Porque de tal manera amó Dios al mundo,
que ha dado a su Hijo unigénito,
para que todo aquel que en Él cree, no se pierda,
mas tenga vida eterna. Juan 3:16.

sábado, 2 de junio de 2012

El Pasota


En la década de los ochenta se puso de moda la figura del pasota. El pasota era aquel que pasaba de todo, menos de curso. Y es que las libertades lícitas, aunque buenas, llevan, a veces a esperpentos de este tipo. Verdaderos frikis de la transición, los pasotas. Molaba ser pasota y decir "paso de todo". Hoy se ve como algo jocoso. Nuestros hippies fueron los pasotas con marca "Made in Spain". En el fondo de esta manera de vivir se evidenciaba un desinterés por todo lo que fuera responsabilidad personal y un sentimiento de "nadie me comprende". Los que hemos tenido la experiencia de tener a un pasota cara a cara entendemos de lo que escribo.

Un día Jesús será un pasota con todas las de la ley. Cerrará las puertas de la salvación y la vida eterna y pasará de todos aquellos que un día pasaron olímpicamente de Él. Ahora es cuando los pasotas alzarían la voz y proclamarían "YO PASO". He aquí la trampa en la frase: "AHORA". Cuando llegue el "DESPUÉS" no habrá vuelta atrás. Tendrá lugar un JUICIO cuyo JUEZ será JESÚS. Todos los pasotas (los que pasaron del mensaje del evangelio rechazando a Jesucristo) estarán presentes. ¿Eres tú un pasota? A ver si te suena esto...

Niño: demasiado juego como para interesarme en Dios. A lo que Jesús te responde:

Pero Jesús dijo: Dejad a los niños venir a mí, y no se lo impidáis; porque de los tales es el reino de los cielos. (Mateo 19:14)


Joven: demasiados proyectos como para interesarme en Dios. Salomón te aconseja:

Acuérdate de tu Creador en los días de tu juventud, antes que vengan los días malos, y lleguen los años de los cuales digas: No tengo en ellos contentamiento. (Eclesiastés 12:1)

Adulto: demasiado trabajo como para interesarme en Dios. Jesús te pregunta:

Porque ¿qué aprovechará al hombre si ganare todo el mundo, y perdiere su alma?
(Marcos 8:36)

Anciano: demasiado quemado como para interesarme en Dios.

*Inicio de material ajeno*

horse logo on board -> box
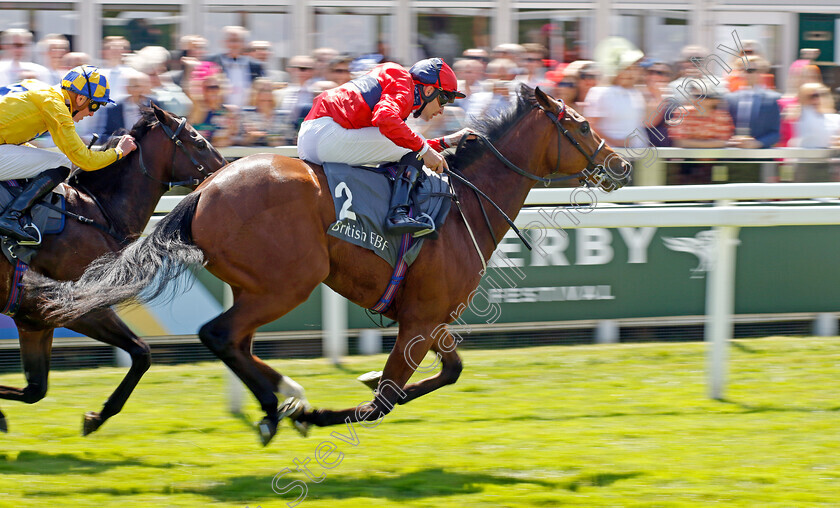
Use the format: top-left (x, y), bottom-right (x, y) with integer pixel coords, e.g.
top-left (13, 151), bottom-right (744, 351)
top-left (662, 229), bottom-right (741, 279)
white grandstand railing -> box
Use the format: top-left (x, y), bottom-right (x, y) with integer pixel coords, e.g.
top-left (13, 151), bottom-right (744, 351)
top-left (147, 178), bottom-right (840, 399)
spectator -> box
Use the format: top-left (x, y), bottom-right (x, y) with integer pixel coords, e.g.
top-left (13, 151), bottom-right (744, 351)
top-left (452, 58), bottom-right (485, 111)
top-left (546, 64), bottom-right (578, 109)
top-left (308, 48), bottom-right (338, 85)
top-left (99, 67), bottom-right (152, 143)
top-left (327, 55), bottom-right (353, 86)
top-left (788, 83), bottom-right (840, 182)
top-left (128, 46), bottom-right (193, 117)
top-left (642, 60), bottom-right (673, 146)
top-left (0, 28), bottom-right (52, 86)
top-left (417, 14), bottom-right (461, 62)
top-left (516, 43), bottom-right (548, 87)
top-left (189, 62), bottom-right (239, 148)
top-left (669, 89), bottom-right (735, 184)
top-left (456, 48), bottom-right (490, 75)
top-left (791, 83), bottom-right (838, 148)
top-left (726, 56), bottom-right (781, 148)
top-left (465, 58), bottom-right (517, 119)
top-left (58, 51), bottom-right (99, 144)
top-left (248, 41), bottom-right (289, 83)
top-left (242, 78), bottom-right (295, 146)
top-left (102, 35), bottom-right (133, 98)
top-left (275, 55), bottom-right (315, 137)
top-left (165, 34), bottom-right (207, 90)
top-left (563, 60), bottom-right (600, 112)
top-left (779, 64), bottom-right (823, 146)
top-left (584, 51), bottom-right (649, 147)
top-left (38, 34), bottom-right (68, 83)
top-left (207, 26), bottom-right (265, 106)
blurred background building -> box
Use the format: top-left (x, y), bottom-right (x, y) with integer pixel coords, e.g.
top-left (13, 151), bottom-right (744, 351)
top-left (0, 0), bottom-right (840, 88)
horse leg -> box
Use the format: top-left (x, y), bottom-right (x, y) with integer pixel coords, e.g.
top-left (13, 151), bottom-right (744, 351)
top-left (293, 323), bottom-right (434, 427)
top-left (0, 323), bottom-right (53, 432)
top-left (238, 333), bottom-right (306, 401)
top-left (65, 309), bottom-right (152, 436)
top-left (365, 330), bottom-right (463, 404)
top-left (198, 292), bottom-right (314, 445)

Acuérdate de tu Creador en los días de tu juventud, antes que vengan los días malos, y lleguen los años de los cuales digas: No tengo en ellos contentamiento; antes que se oscurezca el sol, y la luz, y la luna y las estrellas, y vuelvan las nubes tras la lluvia; cuando temblarán los guardas de la casa, y se encorvarán los hombres fuertes, y cesarán las muelas porque han disminuido, y se oscurecerán los que miran por las ventanas; y las puertas de afuera se cerrarán, por lo bajo del ruido de la muela; cuando se levantará a la voz del ave, y todas las hijas del canto serán abatidas; cuando también temerán de lo que es alto, y habrá terrores en el camino; y florecerá el almendro, y la langosta será una carga, y se perderá el apetito; porque el hombre va a su morada eterna, y los endechadores andarán alrededor por las calles; antes que la cadena de plata se quiebre, y se rompa el cuenco de oro, y el cántaro se quiebre junto a la fuente, y la rueda sea rota sobre el pozo; y el polvo vuelva a la tierra, como era, y el espíritu vuelva a Dios que lo dio. (Eclesiastés 12:1-7)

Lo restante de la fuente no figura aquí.